There’s a new anxiety threaded through corporate life today, particularly in the finance sector. Employees dread calls from the compliance people demanding to know why they’ve been using social media on the company’s dime.

Even digital marketers  can be asked to explain why they’re spending working hours on Twitter and Facebook.

It’s natural for employees to resent this but looking at it objectively, management isn’t being unreasonable in thinking that if non-marketing staff are tweetin’ they ain’t  earnin’.

In a 2012 Mashable report American workers wasting their time on social media cost the economy $650 billion per year!

On the other hand for a lot of workers outside the Marketing department, Social Media does have direct commercial value. Financial analysts who are trying to map out capital flows can benefit from the market intel harvested from the internet.

And the veins of untapped data gold are vast. The 2012 IDC Digital Universe Survey which projects trends up to 2020 reports that of the thousands of exabytes of data in the digital universe 23% will have commercial value if it is tagged and analyzed. As of 2012 less than 3% had been analysed. The only problem is many of the people who can benefit most from this aren’t allowed near it.

The Eagle Has Landed

Irish start-up Eagle Alpha has turned this operational gap into a business opportunity. The firm’s HQ is in Dublin where it runs continuous scans of global social media. In this ongoing process it “tracks, monitors and filters data” aiming to distill business intelligence that can be of value to their target client base who are corporate finance houses.

The end product is a stream of market intelligence Eagle Alpha hopes will give its clients “unique insights” into their business and keep ahead of the market.

Listening to and analysing social media offers enormous potential for the finance industry in other ways. Over the last 5 years the reputation of the industry and many brands within it have taken a battering. Finding out what the market is saying online allows brand managers to pinpoint where the damage has been done and plan a strategy to mend it.

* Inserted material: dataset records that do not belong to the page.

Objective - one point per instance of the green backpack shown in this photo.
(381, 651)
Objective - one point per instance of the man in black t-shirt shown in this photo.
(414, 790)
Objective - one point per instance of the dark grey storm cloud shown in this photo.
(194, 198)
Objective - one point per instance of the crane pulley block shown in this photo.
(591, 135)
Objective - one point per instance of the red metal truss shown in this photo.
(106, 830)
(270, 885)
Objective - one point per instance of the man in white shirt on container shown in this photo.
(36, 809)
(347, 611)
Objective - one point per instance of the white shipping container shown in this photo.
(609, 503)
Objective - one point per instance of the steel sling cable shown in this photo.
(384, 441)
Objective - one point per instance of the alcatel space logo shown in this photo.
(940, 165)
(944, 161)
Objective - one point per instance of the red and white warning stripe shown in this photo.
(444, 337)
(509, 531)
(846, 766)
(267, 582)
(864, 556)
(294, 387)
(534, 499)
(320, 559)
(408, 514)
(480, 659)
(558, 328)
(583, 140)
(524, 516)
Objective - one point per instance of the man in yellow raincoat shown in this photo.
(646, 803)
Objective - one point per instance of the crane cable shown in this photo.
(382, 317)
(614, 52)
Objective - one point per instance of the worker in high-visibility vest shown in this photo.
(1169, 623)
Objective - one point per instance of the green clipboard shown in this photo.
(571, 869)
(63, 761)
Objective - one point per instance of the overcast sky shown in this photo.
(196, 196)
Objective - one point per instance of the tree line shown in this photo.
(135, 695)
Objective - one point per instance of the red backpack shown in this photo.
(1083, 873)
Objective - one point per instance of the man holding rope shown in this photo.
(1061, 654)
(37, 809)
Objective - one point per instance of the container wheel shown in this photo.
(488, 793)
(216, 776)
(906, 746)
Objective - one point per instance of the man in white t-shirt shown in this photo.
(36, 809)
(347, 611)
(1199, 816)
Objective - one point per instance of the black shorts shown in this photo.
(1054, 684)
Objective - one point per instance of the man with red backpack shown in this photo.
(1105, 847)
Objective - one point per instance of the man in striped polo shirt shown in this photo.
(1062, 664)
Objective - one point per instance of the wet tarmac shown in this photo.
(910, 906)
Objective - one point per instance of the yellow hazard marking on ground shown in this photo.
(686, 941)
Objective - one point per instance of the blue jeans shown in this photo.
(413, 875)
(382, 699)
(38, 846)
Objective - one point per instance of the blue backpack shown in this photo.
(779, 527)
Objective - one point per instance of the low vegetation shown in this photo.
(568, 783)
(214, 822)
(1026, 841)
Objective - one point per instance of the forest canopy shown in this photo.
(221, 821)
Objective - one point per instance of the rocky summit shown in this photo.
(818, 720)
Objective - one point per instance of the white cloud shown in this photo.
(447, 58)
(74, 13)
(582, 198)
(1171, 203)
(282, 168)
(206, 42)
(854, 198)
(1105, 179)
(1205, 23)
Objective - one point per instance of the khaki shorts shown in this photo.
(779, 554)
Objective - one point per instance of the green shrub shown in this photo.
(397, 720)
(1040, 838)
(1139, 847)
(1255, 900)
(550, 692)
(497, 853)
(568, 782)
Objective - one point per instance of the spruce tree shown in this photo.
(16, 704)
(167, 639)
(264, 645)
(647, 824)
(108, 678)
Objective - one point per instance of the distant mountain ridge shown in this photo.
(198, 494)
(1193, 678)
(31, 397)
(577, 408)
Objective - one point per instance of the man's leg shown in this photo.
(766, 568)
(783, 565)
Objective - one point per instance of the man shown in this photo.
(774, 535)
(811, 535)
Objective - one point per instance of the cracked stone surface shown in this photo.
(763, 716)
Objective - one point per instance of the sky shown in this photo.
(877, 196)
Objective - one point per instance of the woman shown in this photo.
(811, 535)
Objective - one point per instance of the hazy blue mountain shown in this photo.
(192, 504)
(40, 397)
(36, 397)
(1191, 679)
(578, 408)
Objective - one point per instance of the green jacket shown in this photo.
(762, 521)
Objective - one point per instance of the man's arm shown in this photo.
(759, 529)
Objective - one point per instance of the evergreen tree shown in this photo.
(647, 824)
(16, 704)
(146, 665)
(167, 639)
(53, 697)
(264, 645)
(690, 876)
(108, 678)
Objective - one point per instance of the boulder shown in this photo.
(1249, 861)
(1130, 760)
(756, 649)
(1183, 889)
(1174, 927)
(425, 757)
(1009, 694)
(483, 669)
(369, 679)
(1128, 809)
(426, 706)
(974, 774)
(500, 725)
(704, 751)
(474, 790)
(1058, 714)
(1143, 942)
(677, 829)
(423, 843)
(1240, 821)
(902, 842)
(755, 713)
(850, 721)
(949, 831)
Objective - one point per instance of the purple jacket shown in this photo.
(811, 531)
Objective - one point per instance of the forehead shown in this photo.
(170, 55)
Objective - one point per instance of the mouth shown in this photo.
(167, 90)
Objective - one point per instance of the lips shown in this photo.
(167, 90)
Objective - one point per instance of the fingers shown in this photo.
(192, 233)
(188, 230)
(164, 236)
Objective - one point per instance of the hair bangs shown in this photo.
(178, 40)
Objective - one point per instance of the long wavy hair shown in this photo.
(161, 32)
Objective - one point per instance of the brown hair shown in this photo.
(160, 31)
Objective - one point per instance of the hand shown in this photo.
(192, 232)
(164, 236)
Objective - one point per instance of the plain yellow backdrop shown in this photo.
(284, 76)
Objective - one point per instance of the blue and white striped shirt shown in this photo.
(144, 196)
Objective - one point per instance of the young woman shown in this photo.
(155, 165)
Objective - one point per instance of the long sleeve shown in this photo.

And yet another opportunity was outlined in a recent Brandwatch report (you can read a PDF copy of it here). With the closure of  local branches, retail banking’s surface area of contact with consumers has been hugely reduced. The automation of services which brings convenience does nothing to re-establish the personal service local branch banking offered

With the digitalization of end-user services like banking,
convenience endures as a top preference for the consumer,

– a priority generally at odds with a personalized interaction.
Online and mobile banking usage continues to rise,

meaning the brand-to-customer experience is automated
and comprehensively dehumanized.

                                                                                                                                                                                                                                                                                                       Brandwatch Report. Financial Services. 2014.

Social media allows retail finance organisations to engage personally with customers and rebuild those relations ruptured by the changes in the banking model.

Hitherto an awful lot of capital investment directed by the banking and finance industry was done so myopically the great crash of a few years ago confirms this. With social media and the new science of social analytics banking decisions might become sharper, more focused and more productive.